Overview
PARP inhibitors are approved therapies for men with metastatic castration-resistant prostate cancer (mCRPC) that carry specific genetic mutations affecting DNA repair genes. While BRCA mutations are well-known, many other DNA repair gene mutations also exist and may benefit from these same drugs. However, a new real-world study reveals significant gaps in how these patients are being identified and treated.
Using the Flatiron Health Panoramic Database comprised of >370K patients with prostate cancer, researchers analyzed data from nearly 28,000 men diagnosed with mCRPC between 2020 and 2025. They found that just over half underwent genetic testing for DNA repair mutations. Of those tested, 28% had mutations—but surprisingly, 66% had non-BRCA mutations (most commonly in ATM, CHEK2, and CDK12 genes) rather than BRCA mutations. The critical finding: men with non-BRCA mutations were much less likely to receive PARP inhibitors (29% versus 48% with BRCA mutations) despite potentially benefiting from these drugs.

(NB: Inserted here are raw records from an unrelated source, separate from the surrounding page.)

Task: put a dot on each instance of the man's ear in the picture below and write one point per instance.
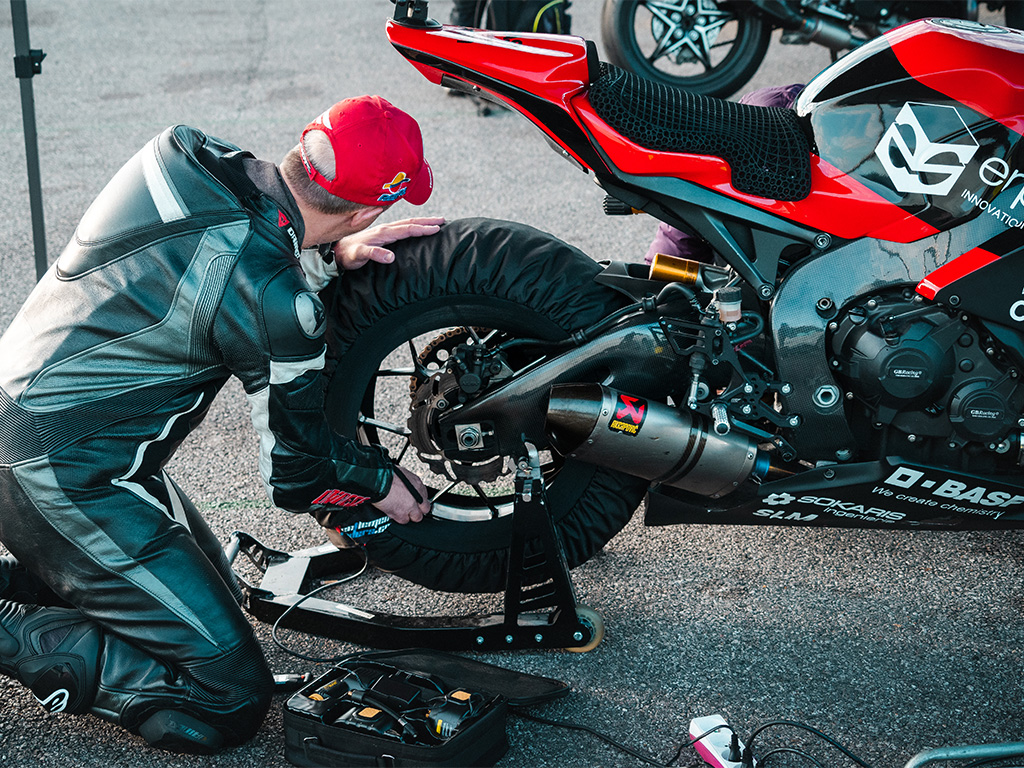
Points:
(364, 217)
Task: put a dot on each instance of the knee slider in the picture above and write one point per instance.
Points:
(176, 731)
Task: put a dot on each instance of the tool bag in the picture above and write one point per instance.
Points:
(408, 708)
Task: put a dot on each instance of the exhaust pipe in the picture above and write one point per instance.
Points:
(649, 439)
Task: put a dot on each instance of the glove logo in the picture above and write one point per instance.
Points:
(926, 148)
(310, 314)
(56, 701)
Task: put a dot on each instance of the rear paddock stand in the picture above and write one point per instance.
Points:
(541, 609)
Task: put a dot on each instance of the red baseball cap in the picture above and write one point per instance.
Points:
(378, 153)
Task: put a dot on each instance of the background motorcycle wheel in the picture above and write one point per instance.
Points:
(711, 47)
(488, 275)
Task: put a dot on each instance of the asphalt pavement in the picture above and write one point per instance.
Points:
(890, 642)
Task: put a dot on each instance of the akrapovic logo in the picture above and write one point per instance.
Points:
(926, 148)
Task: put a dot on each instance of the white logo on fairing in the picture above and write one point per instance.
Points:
(924, 155)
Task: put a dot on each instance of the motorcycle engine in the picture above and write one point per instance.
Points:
(916, 375)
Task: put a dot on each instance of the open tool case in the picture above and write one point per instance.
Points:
(408, 708)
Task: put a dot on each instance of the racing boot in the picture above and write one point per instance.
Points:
(54, 651)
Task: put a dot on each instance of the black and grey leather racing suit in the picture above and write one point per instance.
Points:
(180, 274)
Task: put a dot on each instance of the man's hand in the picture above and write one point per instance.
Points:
(399, 504)
(355, 250)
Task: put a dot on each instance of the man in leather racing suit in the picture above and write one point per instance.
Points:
(185, 270)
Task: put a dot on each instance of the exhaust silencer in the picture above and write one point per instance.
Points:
(649, 439)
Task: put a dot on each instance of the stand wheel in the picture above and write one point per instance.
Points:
(595, 627)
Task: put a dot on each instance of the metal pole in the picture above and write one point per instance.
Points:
(29, 62)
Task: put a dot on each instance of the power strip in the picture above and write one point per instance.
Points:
(714, 749)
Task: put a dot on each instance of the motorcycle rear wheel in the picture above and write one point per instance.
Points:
(485, 275)
(711, 47)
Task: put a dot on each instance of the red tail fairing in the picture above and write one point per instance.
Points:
(537, 75)
(548, 78)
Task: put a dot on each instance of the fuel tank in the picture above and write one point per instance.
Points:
(929, 117)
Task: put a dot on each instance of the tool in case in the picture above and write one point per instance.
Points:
(408, 708)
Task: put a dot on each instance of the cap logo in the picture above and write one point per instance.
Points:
(395, 188)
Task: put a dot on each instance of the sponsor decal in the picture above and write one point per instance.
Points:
(370, 527)
(395, 188)
(336, 498)
(916, 159)
(834, 507)
(778, 514)
(629, 415)
(310, 314)
(946, 494)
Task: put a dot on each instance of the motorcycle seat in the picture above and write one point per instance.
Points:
(766, 146)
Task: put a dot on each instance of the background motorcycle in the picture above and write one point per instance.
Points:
(854, 379)
(715, 46)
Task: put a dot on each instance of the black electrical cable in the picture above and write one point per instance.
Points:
(750, 741)
(993, 761)
(629, 751)
(587, 729)
(297, 603)
(791, 751)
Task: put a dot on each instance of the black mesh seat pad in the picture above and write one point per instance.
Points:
(766, 146)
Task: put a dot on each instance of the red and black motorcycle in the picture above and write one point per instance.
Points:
(851, 355)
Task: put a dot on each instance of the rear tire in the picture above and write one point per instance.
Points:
(484, 274)
(733, 39)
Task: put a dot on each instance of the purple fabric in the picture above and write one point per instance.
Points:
(672, 242)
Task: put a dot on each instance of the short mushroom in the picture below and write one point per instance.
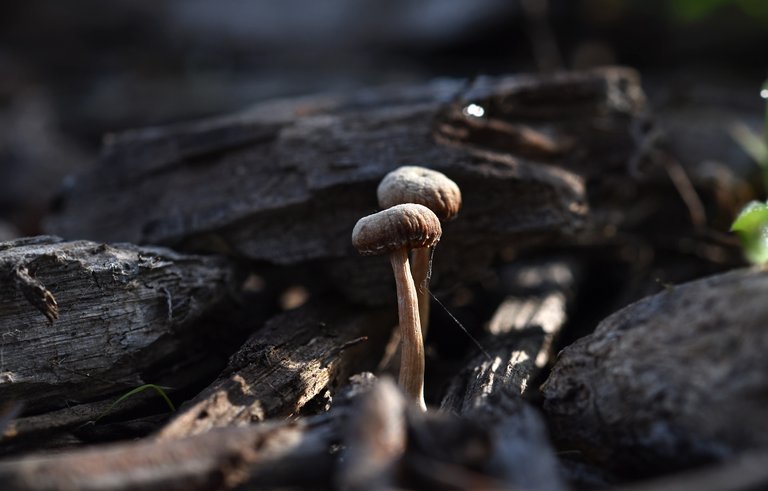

When men with non-BRCA mutations did receive PARP inhibitors, they experienced shorter survival—about 12.3 months compared to 15.2 months for those with BRCA mutations—progressed to the next treatment faster, and received PARPi in later lines.
Why this matters
These findings reveal that many patients with mCRPC with treatable genetic mutations may need PARPi sooner. The study demonstrates the need for broader genetic testing and more equitable access to PARP inhibitors for all patients with DNA repair mutations, not just BRCA carriers, to improve outcomes and care of patients with mCRPC.